Frôlant la canopée, notre Beaver amerrit à un jet de pierre de la pourvoirie. Les installations du lac du Mâle comprennent un petit hameau de cinq chalets, une cabane pour éviscérer le poisson et quelques dépendances. Tout le matériel pour ériger ces bâtiments a été transporté par hydravion. Aujourd'hui, même les rebuts retournent là d'où ils viennent par la voie des airs. «Fini l'époque où l'on coulait les vieux frigos dans l'eau», dit Lenny Ouellette.

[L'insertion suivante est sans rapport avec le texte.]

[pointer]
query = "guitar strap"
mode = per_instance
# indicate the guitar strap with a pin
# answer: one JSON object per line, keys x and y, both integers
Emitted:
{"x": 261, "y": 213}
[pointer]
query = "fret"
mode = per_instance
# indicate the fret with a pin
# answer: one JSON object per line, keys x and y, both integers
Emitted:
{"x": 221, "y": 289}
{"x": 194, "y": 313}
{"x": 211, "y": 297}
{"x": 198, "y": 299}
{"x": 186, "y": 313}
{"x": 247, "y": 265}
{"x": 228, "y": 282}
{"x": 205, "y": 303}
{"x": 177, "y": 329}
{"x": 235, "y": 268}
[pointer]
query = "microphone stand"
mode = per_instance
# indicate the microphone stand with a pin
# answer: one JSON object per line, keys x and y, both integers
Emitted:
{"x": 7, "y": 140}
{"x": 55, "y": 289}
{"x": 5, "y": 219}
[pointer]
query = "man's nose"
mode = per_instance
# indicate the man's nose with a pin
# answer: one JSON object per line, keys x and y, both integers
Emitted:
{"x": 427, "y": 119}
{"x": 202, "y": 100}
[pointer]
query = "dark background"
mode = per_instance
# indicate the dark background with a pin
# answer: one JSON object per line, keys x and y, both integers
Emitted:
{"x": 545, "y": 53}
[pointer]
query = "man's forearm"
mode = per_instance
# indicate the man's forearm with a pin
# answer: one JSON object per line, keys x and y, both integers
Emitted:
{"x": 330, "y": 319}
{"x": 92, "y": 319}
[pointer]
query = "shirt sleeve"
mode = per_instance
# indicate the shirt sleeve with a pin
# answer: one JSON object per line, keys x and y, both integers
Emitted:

Dans le petit hameau, la salle d'éviscération devient le lieu de rendez-vous des pêcheurs, qui racontent leurs pérégrinations de la journée. L'ambiance vire très souvent à la fête. Pour les clients en quête de solitude, deux camps, accessibles en chaloupe, se trouvent sur la rive ouest du hameau. Tous les chalets possèdent frigo, cuisinière et eau chaude. Bref, malgré l'isolement, ce n'est pas la misère noire.

À l'exception de la pourvoirie et de quelques cabanes (inoccupées) de la nation atikamekw, les rives du lac du Mâle sont totalement vierges. «C'est la zone la plus isolée du réservoir Gouin. Seuls les clients de la pourvoirie y ont accès», précise Lenny. Avec ses innombrables îles, îlots, rochers, zones marécageuses et sa forêt d'épinettes homogènes qui la surplombent, c'est aussi un véritable labyrinthe. Les cartes sont essentielles pour ne pas perdre le nord.

Côté poisson, c'est l'abondance. Il y a assez de dorés pour remplir une chaloupe en l'espace de quelques jours. Il suffit de trouver un bon endroit et le quota (huit dorés) est vite atteint. Les brochets pullulent également. Si vous n'aimez pas la chair de ce carnassier, le guide Daniel Larouche vous fera sans doute changer d'idée avec sa recette de brochet dans le vinaigre. À l'ancienne, mais terriblement bon!

Après trois jours de dorés frits, brochets dans le vinaigre et bières, il était déjà temps de retourner dans le monde civilisé. Avec l'hydravion qui abolit les distances, une escapade dans le bois qui aurait pris une semaine en 4X4 se fait en quelques jours seulement. Pour les gens pressés avides de dépaysement, voilà une option des plus séduisantes.

L'hydravion pour les riches?

Vous croyez que seules les grandes fortunes peuvent s'offrir des voyages en hydravion? Détrompez-vous. Monter à bord d'un avion de brousse est plus abordable que vous le pensez.

Qu'en est-il justement? Les forfaits pour la pourvoirie du lac du Mâle, sur le réservoir Gouin, commencent à partir de 685$ par personne, pour 3 ou 4 jours (groupe de 4 personnes et plus). Sont inclus le transport aérien aller-retour de Sainte-Véronique (à deux heures de route de Montréal) jusqu'à la pourvoirie, 100 livres de bagages par personne, l'hébergement dans un chalet équipé, ainsi que les droits de pêche, la chaloupe, le moteur et l'essence.

En plus d'avoir le plaisir de survoler la forêt en hydravion, les passagers accèdent rapidement à des territoires reculés, là où la tranquillité est assurée. Qui plus est, ils ne risquent pas d'abîmer leur véhicule sur des chemins forestiers cahoteux. Qui embarque?